What Mindsets and Behaviors Are Required of Transformational Change Leaders?
To determine the new mindsets, behaviors and cultural norms that your future state requires and to identify what currently blocks the new state from landing and thriving, visualize the organization living fully in the desired new state. In your ideal scenario:
- What are leaders doing and thinking?
- How are leaders interacting with each other and with stakeholders?
- How do you want your workers to view you and other leaders so that you are seen as positive models and aligned supporters of the new reality?
- What cultural norms are currently in play that will not allow the new state to take hold?
- What different norms are needed?
Once you have identified these things, name and act on them in your change strategy and plan. Help other leaders experience how to live them and make them overt in the organization. Their transformation is not just about the new structure or technology; it is about leading these changes in ways that the results you need will last.

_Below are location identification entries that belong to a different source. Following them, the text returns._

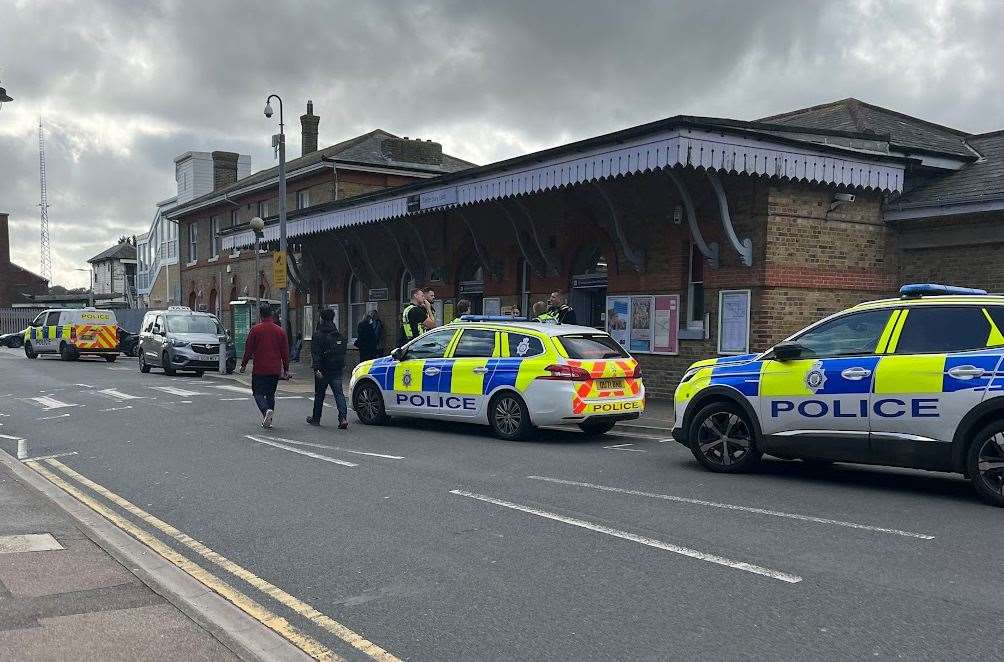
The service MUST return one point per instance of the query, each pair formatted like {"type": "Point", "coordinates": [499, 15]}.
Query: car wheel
{"type": "Point", "coordinates": [508, 416]}
{"type": "Point", "coordinates": [367, 402]}
{"type": "Point", "coordinates": [985, 463]}
{"type": "Point", "coordinates": [722, 439]}
{"type": "Point", "coordinates": [596, 428]}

Leaders First: Walk the Talk of the Change
Does this mean that your change must be driven top-down? Not necessarily. However, if your leaders do not, at some early stage in the process, begin to make and communicate observable personal changes, the effort will fail because people will not believe it is credible. They will point at the leaders and judge them—and the change initiative—as a ruse. Put simply, leaders must walk the talk of the change they are asking of the organization. If they do not, they will lose credibility in the eyes of the workforce and negate the possibility of the future they are trying to create. If they do, they are forging the way for their stakeholders to follow suit, and make the change a success.